Fukuzawa:  In Japan, Astro Boy should be 80%, Black Jack and Kimba should be 5% each, and other characters including Princess Knight, the Phoenix, Buddha, and Unico are 10%. Parker:  Kimba the White Lion has had little merchandise available in the USA.  The potential in our market may actually be stronger than the 5% share in Japan.  We plan to focus mainly on Astro Boy, but will provide attention to Kimba the White Lion and Black Jack as well.

 

§ Sean T. Collins interviews Aidan Koch for The Comics Journal. It hasn’t been widely noted, but bad abstract, experimental comics are the new bad autobiographical comics…luckily Koch’s work is the GOOD kind of abstract, experimental comic that makes others want to do it:

Sure. But to be honest, I don’t feel like I’m really trying to tell stories. I don’t care if people don’t totally “get” what’s going on. I don’t care much about composing some kind of epic narrative. To me, that would really take most of the fun out. The idea of slaving away at something that’s already completed on a mental level, that I am basically transcribing … seems very tedious. I have pages full of notes on subjects and themes and dialogue and scenes that I can start from or sometimes I just start from a found image or photo that is compelling.
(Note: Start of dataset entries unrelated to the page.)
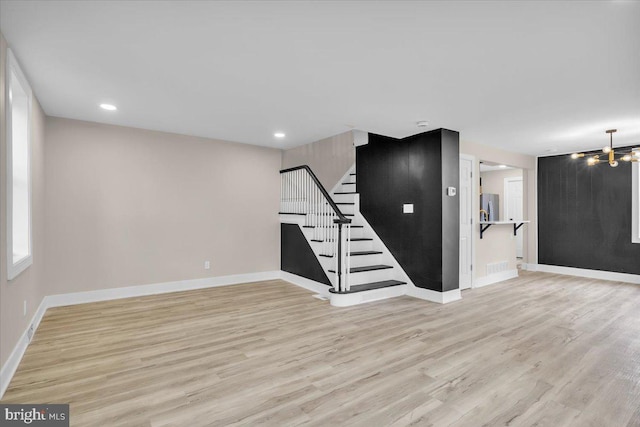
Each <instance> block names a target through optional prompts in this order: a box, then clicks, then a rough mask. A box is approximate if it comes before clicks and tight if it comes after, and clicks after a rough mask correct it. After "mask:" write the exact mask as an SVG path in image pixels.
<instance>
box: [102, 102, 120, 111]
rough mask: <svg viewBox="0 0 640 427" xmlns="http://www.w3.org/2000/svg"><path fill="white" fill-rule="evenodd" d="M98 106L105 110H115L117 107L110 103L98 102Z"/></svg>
mask: <svg viewBox="0 0 640 427" xmlns="http://www.w3.org/2000/svg"><path fill="white" fill-rule="evenodd" d="M100 108H102V109H103V110H107V111H116V110H117V109H118V108H117V107H116V106H115V105H111V104H100Z"/></svg>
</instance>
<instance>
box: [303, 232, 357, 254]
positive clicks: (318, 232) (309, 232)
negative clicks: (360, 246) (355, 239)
mask: <svg viewBox="0 0 640 427" xmlns="http://www.w3.org/2000/svg"><path fill="white" fill-rule="evenodd" d="M302 230H303V233H304V235H305V236H306V237H307V238H308V239H309V240H311V239H315V238H321V237H322V236H323V235H322V233H320V232H319V231H318V232H316V229H315V228H304V227H303V228H302ZM360 237H364V228H352V229H351V238H352V239H357V238H360ZM354 243H355V242H354ZM358 250H359V249H358Z"/></svg>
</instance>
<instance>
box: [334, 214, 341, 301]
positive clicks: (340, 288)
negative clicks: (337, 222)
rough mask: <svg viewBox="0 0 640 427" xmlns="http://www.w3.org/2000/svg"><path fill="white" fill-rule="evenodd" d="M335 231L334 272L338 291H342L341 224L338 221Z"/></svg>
mask: <svg viewBox="0 0 640 427" xmlns="http://www.w3.org/2000/svg"><path fill="white" fill-rule="evenodd" d="M337 229H338V230H337V231H338V235H337V239H336V241H337V244H338V248H337V250H336V252H335V257H336V259H337V262H338V265H337V268H336V274H337V275H338V277H337V285H338V289H337V291H338V292H342V291H343V288H342V224H341V223H340V222H338V224H337Z"/></svg>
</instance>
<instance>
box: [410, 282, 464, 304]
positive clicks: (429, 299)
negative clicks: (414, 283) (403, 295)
mask: <svg viewBox="0 0 640 427" xmlns="http://www.w3.org/2000/svg"><path fill="white" fill-rule="evenodd" d="M407 295H408V296H410V297H413V298H418V299H423V300H425V301H431V302H437V303H438V304H447V303H450V302H453V301H458V300H459V299H462V294H461V292H460V289H453V290H451V291H446V292H438V291H432V290H431V289H424V288H418V287H416V286H413V287H408V288H407Z"/></svg>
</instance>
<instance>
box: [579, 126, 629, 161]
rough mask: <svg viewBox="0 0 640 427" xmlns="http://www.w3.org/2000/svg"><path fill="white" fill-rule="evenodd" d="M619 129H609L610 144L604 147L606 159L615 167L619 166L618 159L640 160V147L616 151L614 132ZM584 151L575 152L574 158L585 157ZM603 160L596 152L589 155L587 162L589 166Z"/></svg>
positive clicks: (609, 140) (606, 160)
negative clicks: (614, 145)
mask: <svg viewBox="0 0 640 427" xmlns="http://www.w3.org/2000/svg"><path fill="white" fill-rule="evenodd" d="M617 131H618V130H617V129H609V130H607V131H606V132H607V133H608V134H609V145H607V146H605V147H604V148H603V149H602V152H603V153H604V154H605V155H606V161H607V163H609V166H611V167H612V168H615V167H616V166H618V160H620V161H623V162H640V148H634V149H632V150H631V151H629V152H623V153H616V152H615V150H614V149H613V134H614V133H615V132H617ZM585 156H586V155H585V154H584V153H573V154H572V155H571V158H572V159H579V158H581V157H585ZM600 162H601V159H600V154H594V155H589V156H587V164H588V165H589V166H594V165H597V164H599V163H600Z"/></svg>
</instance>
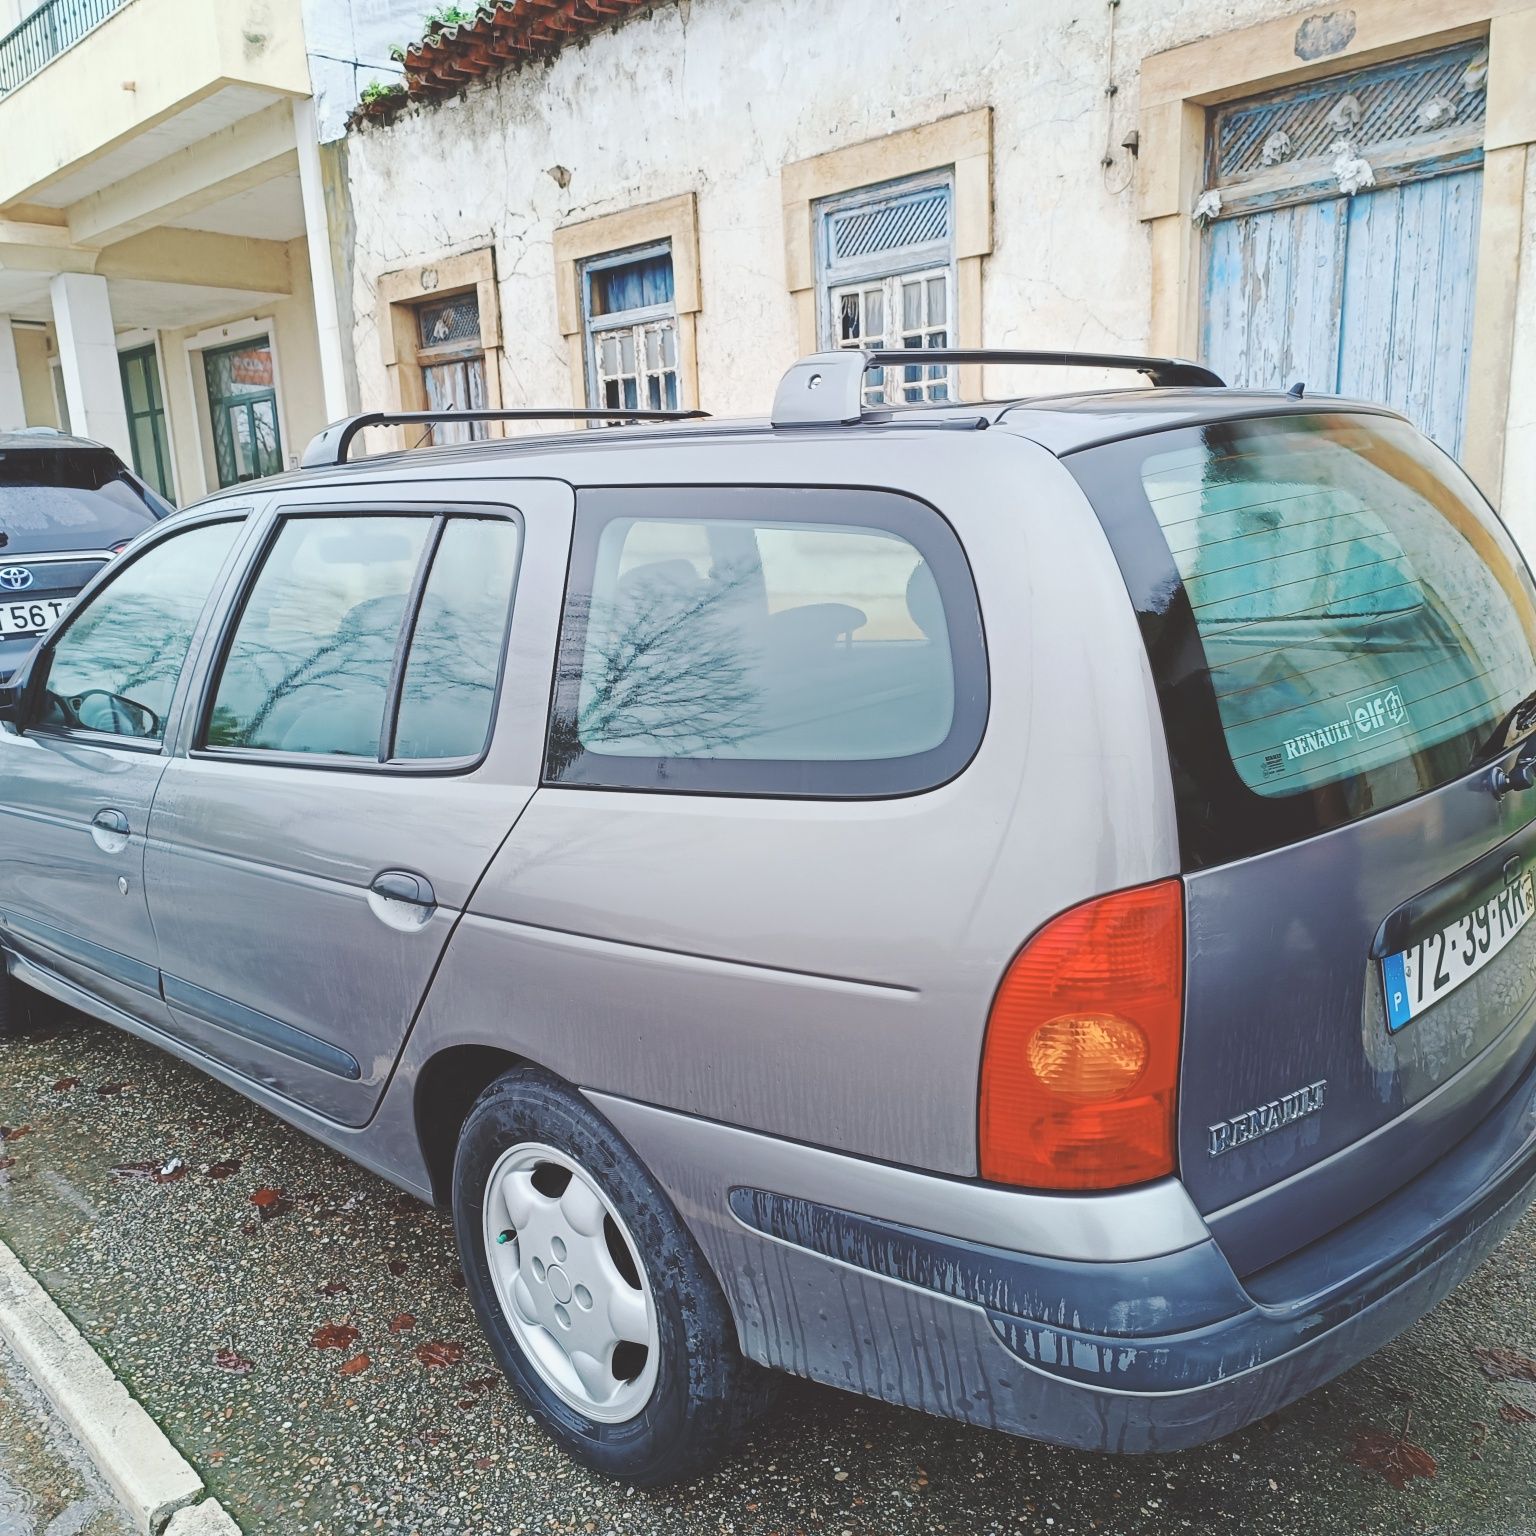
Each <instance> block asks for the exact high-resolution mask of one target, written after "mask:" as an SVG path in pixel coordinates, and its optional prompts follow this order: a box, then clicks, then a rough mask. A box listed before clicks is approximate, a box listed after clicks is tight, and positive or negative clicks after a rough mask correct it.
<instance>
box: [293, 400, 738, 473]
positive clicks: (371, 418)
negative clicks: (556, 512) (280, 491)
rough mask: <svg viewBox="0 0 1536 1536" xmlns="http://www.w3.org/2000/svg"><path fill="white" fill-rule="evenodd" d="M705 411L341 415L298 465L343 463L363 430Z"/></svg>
mask: <svg viewBox="0 0 1536 1536" xmlns="http://www.w3.org/2000/svg"><path fill="white" fill-rule="evenodd" d="M708 415H710V413H708V412H707V410H616V409H604V410H594V409H590V407H574V406H525V407H515V409H510V410H369V412H364V413H362V415H361V416H343V419H341V421H333V422H332V424H330V425H329V427H326V430H324V432H318V433H316V435H315V436H313V438H310V441H309V447H307V449H306V450H304V456H303V458H301V459H300V464H301V465H303V467H304V468H307V470H313V468H323V467H330V465H336V464H346V462H347V449H349V447H352V439H353V438H355V436H356V435H358V433H359V432H362V430H364V429H367V427H410V425H424V427H436V425H450V424H453V422H456V421H696V419H697V418H700V416H708Z"/></svg>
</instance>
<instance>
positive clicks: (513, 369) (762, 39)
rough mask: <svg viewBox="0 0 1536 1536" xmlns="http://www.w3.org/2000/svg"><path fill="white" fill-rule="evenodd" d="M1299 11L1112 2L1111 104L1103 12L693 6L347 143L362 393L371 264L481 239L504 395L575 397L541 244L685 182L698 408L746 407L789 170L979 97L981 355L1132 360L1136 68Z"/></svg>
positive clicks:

Of course, I spend many hours working on pages that go nowhere, but it’s more engaging to me. There’s a Michelangelo Antonioni quote that when I first read it, I was blown away because it is exactly how I approach comics: “I never discuss the plots of my films. I never release a synopsis before I begin shooting. How could I? Until the film is edited, I have no idea myself what it will be about, and perhaps not even then. Perhaps the film will only be a mood, or a statement about a style of life. Perhaps it has no plot at all … Things suggest themselves on location and we improvise.”

 

§ J. Caleb Mozzocco offers How my beard would rank among the company of Thorin Oakenshield.

5 COMMENTS

  1. You might want to change “he’s working a remake of the horror film Cabin in the Woods” to “Cabin Fever”…I was really alarmed there for a second.

  2. The family pulled the old holiday switcheroo on the Beat and our big last minute shopping trip was this morning instead of tomorrow, so the Beat had to be posted in 30 minutes. Sorry for all the mistakes!